Little Pushy People
My three year old sat on a bar stool, his little legs swinging freely as he ate a small piece of cake. A few feet away a friend and two acquaintances mixed drinks in the kitchen. The end of the school year was finally here and I had rounded up my little family to celebrate with some of my co-workers at my boss’s house.
“Where’d dat baby go?”
“Ms. Kalee’s baby? She is still outside with her mama.”
“That baby died?” I felt a silence sweep through the room as everyone wondered if my son had just said what they thought he said.
“No, she is just outside. She is not dead.” I took a slow breath and looked up to people I was still getting to know. Except for my boss, who was carefully cutting pieces of cake, few of my co-workers knew the whole story.
“Sorry, everyone.” I could feel the discomfort rising in me. “This dude is still trying to figure out the whole baby thing. In his limited experience, babies and death go together because we lost our youngest son.”
“Well, that’s okay. He’s just speaking to his experience,” my boss said. She had known since day one, something that came bubbling out of me on my first day touring my new school building. I waited uncomfortably for the others to slip silently away, a little paler than before.
But then something happened. One stood firm, looking at me directly.
“What was your baby’s name?” she asked, gripping her cup.
“Reece Michael,” I said softly.
“Oh, I love that name.”
“Thanks.” It seemed so… normal. I was not used to a normal reaction at the mentioning of our dead son.
It was much later after this brief exchange that I was struck with the power of her reaction. I had often experienced being witness to other’s discomfort while still trying to share my story. It seemed that on those days when my plan was to hold our story quietly, one of my sons would happily and unabashedly announce to all that “we had Reece but he died.” Sometimes I just want to get through the grocery store checkout line without any awkward conversations. It was often the presence of other babies that cued them to speak of our baby.
Part of my parenting journey now includes how to raise two sons in a society that blanches at the mentioning of dead babies.

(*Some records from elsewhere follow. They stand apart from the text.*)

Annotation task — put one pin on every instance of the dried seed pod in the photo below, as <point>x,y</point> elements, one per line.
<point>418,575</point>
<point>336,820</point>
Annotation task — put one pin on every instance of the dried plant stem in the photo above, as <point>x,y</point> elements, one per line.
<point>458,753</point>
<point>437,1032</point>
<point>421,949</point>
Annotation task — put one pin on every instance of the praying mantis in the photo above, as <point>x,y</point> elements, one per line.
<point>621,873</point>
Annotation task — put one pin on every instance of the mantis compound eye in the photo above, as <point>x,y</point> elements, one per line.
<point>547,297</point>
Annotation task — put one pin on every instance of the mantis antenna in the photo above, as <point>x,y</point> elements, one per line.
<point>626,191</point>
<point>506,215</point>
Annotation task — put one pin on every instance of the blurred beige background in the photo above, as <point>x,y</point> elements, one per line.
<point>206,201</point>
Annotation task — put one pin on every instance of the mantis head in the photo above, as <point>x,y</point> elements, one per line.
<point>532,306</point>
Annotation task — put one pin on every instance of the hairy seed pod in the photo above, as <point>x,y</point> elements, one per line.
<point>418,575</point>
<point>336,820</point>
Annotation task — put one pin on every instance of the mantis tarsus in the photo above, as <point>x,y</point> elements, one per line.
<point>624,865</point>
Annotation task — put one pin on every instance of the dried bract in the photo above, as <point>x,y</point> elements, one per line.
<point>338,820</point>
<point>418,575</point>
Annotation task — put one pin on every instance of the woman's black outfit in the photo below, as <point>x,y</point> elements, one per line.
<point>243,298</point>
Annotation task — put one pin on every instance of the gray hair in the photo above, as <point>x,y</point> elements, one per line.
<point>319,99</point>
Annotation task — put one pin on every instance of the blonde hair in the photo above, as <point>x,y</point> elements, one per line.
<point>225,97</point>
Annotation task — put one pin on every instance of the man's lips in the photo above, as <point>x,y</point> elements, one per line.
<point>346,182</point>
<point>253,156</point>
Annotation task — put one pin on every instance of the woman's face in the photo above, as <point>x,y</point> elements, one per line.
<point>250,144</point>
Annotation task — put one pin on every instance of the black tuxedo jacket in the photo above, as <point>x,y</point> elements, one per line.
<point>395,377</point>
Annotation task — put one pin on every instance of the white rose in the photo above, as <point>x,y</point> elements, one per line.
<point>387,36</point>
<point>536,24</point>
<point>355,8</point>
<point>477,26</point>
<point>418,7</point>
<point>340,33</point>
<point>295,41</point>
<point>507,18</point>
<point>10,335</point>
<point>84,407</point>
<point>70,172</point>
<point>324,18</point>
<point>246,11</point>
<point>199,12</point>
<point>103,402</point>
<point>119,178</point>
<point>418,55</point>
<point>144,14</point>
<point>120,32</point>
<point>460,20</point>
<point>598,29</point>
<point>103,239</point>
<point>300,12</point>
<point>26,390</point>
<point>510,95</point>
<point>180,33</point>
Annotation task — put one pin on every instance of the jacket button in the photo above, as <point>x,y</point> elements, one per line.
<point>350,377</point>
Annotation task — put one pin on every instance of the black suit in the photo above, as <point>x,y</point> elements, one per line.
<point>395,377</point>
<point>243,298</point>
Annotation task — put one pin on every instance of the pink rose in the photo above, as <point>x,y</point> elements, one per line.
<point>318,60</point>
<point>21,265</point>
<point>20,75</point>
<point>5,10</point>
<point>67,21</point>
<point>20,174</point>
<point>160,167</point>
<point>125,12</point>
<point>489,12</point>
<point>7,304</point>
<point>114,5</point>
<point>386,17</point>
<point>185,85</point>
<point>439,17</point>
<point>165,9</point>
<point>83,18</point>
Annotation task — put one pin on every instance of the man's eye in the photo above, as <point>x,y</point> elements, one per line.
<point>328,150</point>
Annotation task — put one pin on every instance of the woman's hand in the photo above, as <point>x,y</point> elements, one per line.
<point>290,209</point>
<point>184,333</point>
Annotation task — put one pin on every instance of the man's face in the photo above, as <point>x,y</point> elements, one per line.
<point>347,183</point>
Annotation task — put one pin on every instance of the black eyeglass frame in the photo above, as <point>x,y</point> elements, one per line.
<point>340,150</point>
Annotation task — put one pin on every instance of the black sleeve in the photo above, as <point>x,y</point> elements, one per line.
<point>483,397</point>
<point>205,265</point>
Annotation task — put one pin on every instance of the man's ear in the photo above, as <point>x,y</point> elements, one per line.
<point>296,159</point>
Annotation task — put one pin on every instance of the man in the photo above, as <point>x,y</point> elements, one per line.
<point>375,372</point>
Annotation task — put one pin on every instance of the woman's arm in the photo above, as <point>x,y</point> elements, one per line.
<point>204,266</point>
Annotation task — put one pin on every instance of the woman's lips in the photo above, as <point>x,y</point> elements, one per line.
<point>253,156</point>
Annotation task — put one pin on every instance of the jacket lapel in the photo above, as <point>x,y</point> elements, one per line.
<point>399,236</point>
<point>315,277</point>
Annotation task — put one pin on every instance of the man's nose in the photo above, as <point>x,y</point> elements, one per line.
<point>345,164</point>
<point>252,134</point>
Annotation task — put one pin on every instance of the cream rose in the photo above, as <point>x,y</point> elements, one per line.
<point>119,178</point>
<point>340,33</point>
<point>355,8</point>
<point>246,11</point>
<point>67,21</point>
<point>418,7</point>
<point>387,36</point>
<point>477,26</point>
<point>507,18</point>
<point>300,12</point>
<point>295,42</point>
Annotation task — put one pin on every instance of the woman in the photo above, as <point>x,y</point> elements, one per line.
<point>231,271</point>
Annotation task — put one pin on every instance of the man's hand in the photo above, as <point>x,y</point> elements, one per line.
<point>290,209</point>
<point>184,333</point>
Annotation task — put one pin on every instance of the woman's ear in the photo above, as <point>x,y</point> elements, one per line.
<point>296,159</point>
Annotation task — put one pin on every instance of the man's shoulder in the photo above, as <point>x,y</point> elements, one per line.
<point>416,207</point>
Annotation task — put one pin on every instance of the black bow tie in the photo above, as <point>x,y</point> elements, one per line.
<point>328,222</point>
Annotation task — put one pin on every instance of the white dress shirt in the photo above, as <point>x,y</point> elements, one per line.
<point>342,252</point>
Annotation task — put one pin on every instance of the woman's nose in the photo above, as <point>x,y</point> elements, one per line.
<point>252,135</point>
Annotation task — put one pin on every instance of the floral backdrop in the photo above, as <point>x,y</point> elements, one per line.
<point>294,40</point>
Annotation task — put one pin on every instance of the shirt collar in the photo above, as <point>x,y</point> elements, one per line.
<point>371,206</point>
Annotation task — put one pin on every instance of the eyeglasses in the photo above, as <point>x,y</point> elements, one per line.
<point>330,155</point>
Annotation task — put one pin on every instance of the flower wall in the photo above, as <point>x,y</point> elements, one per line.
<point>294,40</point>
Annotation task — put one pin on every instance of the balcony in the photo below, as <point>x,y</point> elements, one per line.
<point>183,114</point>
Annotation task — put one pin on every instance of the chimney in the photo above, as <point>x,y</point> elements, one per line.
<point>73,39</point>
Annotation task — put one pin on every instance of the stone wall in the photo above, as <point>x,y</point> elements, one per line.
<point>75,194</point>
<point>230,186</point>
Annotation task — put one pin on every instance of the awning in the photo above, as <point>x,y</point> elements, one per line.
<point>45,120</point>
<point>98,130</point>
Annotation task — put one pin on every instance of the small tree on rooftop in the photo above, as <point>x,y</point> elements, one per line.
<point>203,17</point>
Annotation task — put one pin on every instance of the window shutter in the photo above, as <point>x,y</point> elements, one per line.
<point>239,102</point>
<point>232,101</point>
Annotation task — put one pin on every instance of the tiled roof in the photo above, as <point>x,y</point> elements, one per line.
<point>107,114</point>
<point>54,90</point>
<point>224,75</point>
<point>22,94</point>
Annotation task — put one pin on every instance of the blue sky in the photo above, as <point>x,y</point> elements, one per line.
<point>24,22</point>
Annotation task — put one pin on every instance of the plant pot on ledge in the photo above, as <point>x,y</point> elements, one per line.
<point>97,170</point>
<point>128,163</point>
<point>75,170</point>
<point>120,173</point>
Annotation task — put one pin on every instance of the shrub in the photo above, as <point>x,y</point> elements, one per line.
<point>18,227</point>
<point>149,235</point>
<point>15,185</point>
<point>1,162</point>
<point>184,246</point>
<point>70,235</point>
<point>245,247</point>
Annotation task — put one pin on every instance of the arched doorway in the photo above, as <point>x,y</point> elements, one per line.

How do I teach them to share our story gently, but also speak openly of our little brother? The balance isn’t easy. I have come to one conclusion on this matter, however. It is often my discomfort with how people will react. Something as casual and simple as “How many children do you have?” becomes a field full of land mines. Over time, I have crafted creative responses such as “We have two at home” that usually leaves out “and one in Heaven.”
If I am alone, I will even tell inquisitive strangers that I have three. Because I do. It’s just more complicated than some family’s three kids.
I should take a lesson from my sons. They always speak openly of our precious Reece, regardless of how people feel. His death isn’t always a sad thing for them, just a fact. Often times, the people around us aren’t equipped to handle his death as part of our family story. They stutter, or offer a platitude or worse yet, become silent. In those moments, I do my best to respond and validate one or both of my sons and carry on. But sometimes. Sometimes I am surprised. I am always encouraged by the handful of people who handle our story with grace instead of shock. It is their reactions, along with the pushy insistence of my young sons, that keep me brave enough for sharing the impact of a tiny boy named Reece Michael.